Je n’ai pas la passion des autorités administratives indépendantes. Beaucoup ont été créées au cours des trois ou quatre dernières années, et je crois même que leur nombre dépasse aujourd’hui la quarantaine.
Tout cela pour dire que je ne suis pas hostile à leur regroupement. Cette idée avait d’ailleurs été avancée lors de l’examen du texte sur la réforme de l’audiovisuelle avec un éventuel rapprochement du CSA et de l’ARCEP.
En revanche, je suis totalement opposé à la création d’un commissaire du Gouvernement auprès de l’ARCEP au détour de la transposition d’une directive. Introduire une telle disposition dans un texte visant à renforcer l’autonomie du régulateur frise la provocation !
Cette disposition est choquante, car on sait très bien que l’État est actionnaire majoritaire de La Poste et actionnaire principal de France Télécom, qui sont justement des sociétés qui doivent être contrôlées par ce régulateur. On imagine donc fort bien les risques de conflit d’intérêt.
Cette disposition est également inquiétante, puisque, comme j’ai déjà eu l’occasion de le dire sans obtenir non plus de réponse de la part de M. le ministre, on sait très bien que, derrière tout cela, il y a la question de l’attribution des fréquences issues du dividende numérique. L’État veut en effet attribuer ces fréquences en fonction de critères financiers contre la volonté du législateur, qui a privilégié l’aménagement du territoire. Il est notoire qu’il existe un désaccord entre l’État et l’ARCEP sur ce point, et l’État essaie, de cette manière, de contourner cette autorité.
On sait très bien aussi que la proposition du Gouvernement est contraire au droit européen. À cet égard, nous connaissons tous les remarques formulées à la fois par le commissaire européen et le porte-parole de la Commission ainsi que le risque de procédure d’infraction à la législation européenne encouru par la France.
Je suis d’ailleurs étonné que le Gouvernement ne s’en émeuve pas, alors qu’il s’est empressé d’agir quand il a fallu augmenter la TVA sur les offres triple play, prétendument à la demande de l’Europe. Il est vrai qu’une telle mesure devait apporter 1, 1 milliard d’euros supplémentaire dans les caisses de l’État…
M. le rapporteur pour avis, avec beaucoup de compétence et de talent, comme à son habitude, a tenté de trouver un point d’équilibre en commission. Je tiens vraiment à rendre hommage à son travail. Néanmoins, on voit bien que cela ne suffit pas au Gouvernement, qui veut faire table rase du travail de la commission et revenir à son texte initial.
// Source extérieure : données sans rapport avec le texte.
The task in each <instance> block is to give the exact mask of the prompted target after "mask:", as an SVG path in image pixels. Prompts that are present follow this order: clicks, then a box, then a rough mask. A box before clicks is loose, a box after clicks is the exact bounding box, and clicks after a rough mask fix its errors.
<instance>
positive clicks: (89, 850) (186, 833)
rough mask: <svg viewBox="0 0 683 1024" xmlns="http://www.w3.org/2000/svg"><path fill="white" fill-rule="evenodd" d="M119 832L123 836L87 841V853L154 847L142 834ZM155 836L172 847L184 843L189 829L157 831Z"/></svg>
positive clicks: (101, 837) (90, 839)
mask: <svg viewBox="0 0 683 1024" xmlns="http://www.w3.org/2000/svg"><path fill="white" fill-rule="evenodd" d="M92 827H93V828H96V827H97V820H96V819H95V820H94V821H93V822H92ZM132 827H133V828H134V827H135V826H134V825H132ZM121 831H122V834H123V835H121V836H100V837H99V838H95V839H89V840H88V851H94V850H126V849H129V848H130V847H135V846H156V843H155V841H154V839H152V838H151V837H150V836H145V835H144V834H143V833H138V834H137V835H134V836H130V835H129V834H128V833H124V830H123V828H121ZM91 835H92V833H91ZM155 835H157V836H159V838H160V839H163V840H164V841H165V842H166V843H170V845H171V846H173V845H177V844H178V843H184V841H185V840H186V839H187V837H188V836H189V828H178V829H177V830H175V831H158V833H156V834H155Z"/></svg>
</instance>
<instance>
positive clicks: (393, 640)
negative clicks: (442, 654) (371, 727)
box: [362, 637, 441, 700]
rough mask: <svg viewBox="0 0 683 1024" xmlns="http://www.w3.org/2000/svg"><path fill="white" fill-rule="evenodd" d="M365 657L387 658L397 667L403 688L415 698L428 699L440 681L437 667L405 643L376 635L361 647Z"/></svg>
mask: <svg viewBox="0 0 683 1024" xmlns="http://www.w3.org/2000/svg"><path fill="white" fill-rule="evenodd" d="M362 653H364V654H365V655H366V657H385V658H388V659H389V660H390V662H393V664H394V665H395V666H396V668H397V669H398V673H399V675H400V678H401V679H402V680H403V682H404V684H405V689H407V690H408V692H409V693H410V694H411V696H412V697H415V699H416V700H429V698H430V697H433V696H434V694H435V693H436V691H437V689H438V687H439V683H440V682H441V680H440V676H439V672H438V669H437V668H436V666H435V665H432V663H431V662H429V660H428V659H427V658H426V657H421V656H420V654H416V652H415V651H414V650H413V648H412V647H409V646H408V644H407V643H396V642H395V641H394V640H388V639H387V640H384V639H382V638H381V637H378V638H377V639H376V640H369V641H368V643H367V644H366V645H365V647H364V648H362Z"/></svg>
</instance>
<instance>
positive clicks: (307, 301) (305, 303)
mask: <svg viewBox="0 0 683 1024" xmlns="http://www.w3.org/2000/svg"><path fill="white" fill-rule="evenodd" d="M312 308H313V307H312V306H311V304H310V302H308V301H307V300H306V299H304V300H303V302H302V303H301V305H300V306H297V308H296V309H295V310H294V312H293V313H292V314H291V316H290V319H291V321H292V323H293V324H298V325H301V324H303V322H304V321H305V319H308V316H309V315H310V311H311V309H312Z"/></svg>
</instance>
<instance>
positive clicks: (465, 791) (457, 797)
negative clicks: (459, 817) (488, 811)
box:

Dans ces conditions, il est préférable de supprimer purement et simplement ce commissaire du Gouvernement, car on voit bien que le Gouvernement a une telle volonté de reprise en main que même le dispositif équilibré proposé avec beaucoup de sagesse par M. le rapporteur pour avis ne lui donne pas satisfaction.
Les cinq amendements de suppression de l’article 13, déposés aussi bien par le groupe centriste, le groupe socialiste, le groupe CRC-SPG, le groupe RDSE que par plusieurs de nos collègues UMP, montrent bien que ce commissaire du Gouvernement fait l’unanimité contre lui.
Il faut dire que la manière dont on veut nous l’imposer crée un malaise. C’est donc aussi une question de méthode. Si les choses avaient été présentées différemment, nous n’en serions peut-être pas là.
Lorsque le président du Sénat déclare dans un entretien qu’il préfère encore nommer des politiques au sein des autorités administratives indépendantes plutôt que des commissaires du Gouvernement, il se fait l’écho du malaise que nous ressentons tous dans cette assemblée.
Je rappelle que le Sénat est particulièrement attaché aux libertés individuelles. Or on sent bien ici qu’il y a une volonté de reprise en main de la part de l’État, ce que nous ne pouvons accepter.